Certes, les chancelleries occidentales et leurs perroquets médiatiques ont longtemps accrédité l’illusion que la guerre civile syrienne opposait un régime sanguinaire à une opposition férue de démocratie. Mais si une telle opposition existait ailleurs que dans les salons des grands hôtels de Doha ou d’Ankara, ses parrains internationaux fonderaient sur elle tous leurs espoirs pour « l’après-Assad ». Or ce n’est pas le cas. L’adoubement officiel du Front Al-Nosra par la coalition internationale prétendument antiterroriste, en réalité, signifie une seule chose : dans l’esprit de ses brillants stratèges, rien ne vaut Al-Qaida pour faire tomber Damas. Entre les divers succédanés du terrorisme jihadiste et une opposition « off-shore » composée d’exilés impuissants, fussent-ils rémunérés par des fondations américaines ou adoubés par le Quai d’Orsay, la doctrine Fabius a tranché.

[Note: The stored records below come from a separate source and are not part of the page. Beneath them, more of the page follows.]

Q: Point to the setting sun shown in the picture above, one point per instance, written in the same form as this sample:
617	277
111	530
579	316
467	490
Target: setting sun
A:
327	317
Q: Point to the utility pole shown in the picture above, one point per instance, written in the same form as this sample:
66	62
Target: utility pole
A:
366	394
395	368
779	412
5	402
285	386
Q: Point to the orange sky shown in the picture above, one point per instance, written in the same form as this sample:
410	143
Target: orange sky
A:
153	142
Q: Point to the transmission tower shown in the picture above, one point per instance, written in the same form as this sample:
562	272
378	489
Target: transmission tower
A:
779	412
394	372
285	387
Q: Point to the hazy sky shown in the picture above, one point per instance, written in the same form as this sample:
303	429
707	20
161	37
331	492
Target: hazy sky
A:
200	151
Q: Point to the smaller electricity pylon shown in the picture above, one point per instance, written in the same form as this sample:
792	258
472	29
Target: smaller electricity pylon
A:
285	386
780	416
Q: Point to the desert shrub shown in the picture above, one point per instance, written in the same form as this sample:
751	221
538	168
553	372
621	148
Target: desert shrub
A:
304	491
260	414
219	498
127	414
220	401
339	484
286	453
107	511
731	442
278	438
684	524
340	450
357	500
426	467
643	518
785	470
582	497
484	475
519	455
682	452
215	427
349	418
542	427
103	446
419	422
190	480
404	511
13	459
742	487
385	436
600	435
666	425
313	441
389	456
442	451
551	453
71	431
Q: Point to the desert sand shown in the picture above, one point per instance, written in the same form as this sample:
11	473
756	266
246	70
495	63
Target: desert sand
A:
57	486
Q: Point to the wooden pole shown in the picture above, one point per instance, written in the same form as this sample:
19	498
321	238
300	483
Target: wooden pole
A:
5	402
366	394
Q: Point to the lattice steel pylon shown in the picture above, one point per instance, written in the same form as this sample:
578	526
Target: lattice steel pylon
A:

Très loin des représentations médiatiques accréditées par les idiots utiles de la « révolution syrienne », la réalité du conflit, c’est donc la guerre impitoyable que se livrent un conglomérat terroriste alimenté sans limite par les pays les plus riches de la planète et une armée nationale fondée sur la conscription qui défend son pays contre l’invasion étrangère. Loin d’être une guerre civile, cet affrontement sans merci est un conflit international atypique de grande ampleur. Investissant l’espace virtuel du cyberjihad, Al-Qaida avait fait de la résonance planétaire de son action et de sa doctrine une arme redoutable. Depuis 2011, ses avatars successifs en Syrie ont accueilli depuis les cinq continents un flux incessant de combattants sectaires et fanatisés, avides d’en découdre avec les mécréants et les apostats.

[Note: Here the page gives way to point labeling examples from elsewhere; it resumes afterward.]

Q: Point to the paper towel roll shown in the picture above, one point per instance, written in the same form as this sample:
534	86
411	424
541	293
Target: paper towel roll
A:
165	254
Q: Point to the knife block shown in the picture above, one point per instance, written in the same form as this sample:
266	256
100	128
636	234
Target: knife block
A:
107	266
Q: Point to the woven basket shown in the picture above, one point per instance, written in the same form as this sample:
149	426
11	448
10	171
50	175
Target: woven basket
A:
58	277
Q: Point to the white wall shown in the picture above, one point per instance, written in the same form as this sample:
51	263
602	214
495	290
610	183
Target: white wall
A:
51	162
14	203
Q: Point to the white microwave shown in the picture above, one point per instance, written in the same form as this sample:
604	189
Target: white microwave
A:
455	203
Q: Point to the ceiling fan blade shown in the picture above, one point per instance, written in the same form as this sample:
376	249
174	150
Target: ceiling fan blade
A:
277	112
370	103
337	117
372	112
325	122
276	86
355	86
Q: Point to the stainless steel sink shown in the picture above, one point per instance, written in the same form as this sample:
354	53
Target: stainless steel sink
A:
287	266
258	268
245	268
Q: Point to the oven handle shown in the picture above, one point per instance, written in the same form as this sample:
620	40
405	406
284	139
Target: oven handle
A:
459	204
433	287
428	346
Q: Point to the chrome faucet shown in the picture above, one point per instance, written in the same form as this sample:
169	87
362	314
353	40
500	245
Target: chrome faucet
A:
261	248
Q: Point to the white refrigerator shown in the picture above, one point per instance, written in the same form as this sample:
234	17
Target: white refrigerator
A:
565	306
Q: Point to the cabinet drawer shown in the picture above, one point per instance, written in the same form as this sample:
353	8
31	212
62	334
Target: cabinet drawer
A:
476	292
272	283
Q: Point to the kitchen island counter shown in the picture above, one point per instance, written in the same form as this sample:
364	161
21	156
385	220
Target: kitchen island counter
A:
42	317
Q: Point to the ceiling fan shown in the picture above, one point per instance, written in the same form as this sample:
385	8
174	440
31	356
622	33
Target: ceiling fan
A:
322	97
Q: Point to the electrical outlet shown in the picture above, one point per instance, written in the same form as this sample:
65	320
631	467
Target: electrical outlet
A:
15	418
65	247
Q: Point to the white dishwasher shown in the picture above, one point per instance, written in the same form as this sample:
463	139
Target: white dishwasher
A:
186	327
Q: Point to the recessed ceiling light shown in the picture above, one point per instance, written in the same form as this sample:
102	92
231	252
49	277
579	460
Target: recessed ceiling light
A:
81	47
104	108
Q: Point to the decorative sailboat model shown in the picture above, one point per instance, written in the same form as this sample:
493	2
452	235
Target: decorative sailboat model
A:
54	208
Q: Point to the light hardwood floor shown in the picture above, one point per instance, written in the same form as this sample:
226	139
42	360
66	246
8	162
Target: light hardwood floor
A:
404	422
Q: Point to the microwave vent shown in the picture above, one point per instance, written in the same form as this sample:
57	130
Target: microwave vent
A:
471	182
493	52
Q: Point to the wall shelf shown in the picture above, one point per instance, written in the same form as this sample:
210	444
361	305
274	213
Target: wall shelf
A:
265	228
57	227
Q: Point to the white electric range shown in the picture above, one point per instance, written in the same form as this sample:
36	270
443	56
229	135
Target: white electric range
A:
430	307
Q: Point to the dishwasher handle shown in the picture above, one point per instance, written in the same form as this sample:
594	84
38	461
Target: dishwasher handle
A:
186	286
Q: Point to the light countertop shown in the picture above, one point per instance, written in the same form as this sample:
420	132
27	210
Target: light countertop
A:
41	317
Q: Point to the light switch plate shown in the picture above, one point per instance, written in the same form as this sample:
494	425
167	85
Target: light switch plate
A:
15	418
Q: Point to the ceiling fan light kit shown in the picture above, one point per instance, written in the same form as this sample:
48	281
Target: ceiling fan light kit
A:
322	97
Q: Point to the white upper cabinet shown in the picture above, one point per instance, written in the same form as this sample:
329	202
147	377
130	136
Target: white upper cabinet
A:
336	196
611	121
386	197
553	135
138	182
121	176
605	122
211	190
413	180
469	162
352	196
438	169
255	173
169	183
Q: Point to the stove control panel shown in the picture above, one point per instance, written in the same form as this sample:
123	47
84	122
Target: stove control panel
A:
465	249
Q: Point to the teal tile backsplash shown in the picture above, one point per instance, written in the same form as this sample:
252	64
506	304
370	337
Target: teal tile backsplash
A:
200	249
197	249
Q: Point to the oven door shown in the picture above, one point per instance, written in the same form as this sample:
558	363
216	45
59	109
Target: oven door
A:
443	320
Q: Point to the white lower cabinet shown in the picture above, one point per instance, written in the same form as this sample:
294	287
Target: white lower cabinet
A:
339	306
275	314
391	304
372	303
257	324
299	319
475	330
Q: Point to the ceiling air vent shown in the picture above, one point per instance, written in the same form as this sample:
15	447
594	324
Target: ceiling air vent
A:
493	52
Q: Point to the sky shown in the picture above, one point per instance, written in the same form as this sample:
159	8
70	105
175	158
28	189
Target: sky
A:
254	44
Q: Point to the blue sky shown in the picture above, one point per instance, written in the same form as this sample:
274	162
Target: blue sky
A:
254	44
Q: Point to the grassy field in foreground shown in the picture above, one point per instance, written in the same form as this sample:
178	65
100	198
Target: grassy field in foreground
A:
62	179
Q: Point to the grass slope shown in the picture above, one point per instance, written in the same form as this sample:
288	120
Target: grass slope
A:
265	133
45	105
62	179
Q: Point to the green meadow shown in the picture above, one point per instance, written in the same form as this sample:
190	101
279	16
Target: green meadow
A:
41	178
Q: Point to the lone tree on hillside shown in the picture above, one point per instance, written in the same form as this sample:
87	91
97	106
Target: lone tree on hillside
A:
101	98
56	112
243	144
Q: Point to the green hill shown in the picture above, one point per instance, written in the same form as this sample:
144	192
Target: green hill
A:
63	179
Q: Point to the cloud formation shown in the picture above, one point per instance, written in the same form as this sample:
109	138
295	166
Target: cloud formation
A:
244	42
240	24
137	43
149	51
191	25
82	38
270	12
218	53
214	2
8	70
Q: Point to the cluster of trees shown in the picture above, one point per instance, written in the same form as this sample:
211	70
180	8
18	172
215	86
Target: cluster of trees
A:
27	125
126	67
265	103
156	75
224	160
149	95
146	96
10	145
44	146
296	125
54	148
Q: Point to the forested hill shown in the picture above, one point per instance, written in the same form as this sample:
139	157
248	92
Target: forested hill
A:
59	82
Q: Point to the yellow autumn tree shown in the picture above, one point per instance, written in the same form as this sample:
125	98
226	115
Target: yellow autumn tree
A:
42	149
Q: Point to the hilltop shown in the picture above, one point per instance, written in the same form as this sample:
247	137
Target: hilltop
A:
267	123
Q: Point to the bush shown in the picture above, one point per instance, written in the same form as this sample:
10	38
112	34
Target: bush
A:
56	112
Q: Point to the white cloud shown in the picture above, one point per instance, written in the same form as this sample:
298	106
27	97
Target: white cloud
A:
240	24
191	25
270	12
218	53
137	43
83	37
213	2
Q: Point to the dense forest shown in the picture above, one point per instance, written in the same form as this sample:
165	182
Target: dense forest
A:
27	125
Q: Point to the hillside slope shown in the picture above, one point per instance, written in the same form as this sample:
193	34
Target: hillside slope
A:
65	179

Or cette internationalisation du conflit par une nébuleuse jihadiste capable de réunir 40 000 combattants étrangers a provoqué en retour l’internationalisation de la défense du régime syrien. Non seulement la Syrie multiconfessionnelle soudée autour du régime baassiste bénéficie de l’aide financière iranienne, des livraisons d’armes russes et de l’appui des combattants du Hezbollah libanais, mais 10 000 volontaires iraniens, irakiens et afghans sont attendus pour participer à la défense de la capitale syrienne. Internationalisation contre internationalisation, la riposte des forces loyalistes et de leurs alliés risque d’être à la mesure des moyens colossaux dont disposent, grâce à l’aide occidentale et saoudienne, les nouveaux amis de Laurent Fabius. Face à cette réalité, les vaticinations récurrentes des intellectuels parisiens sur la « révolution syrienne » font alors figure de discussions byzantines sur le sexe des anges.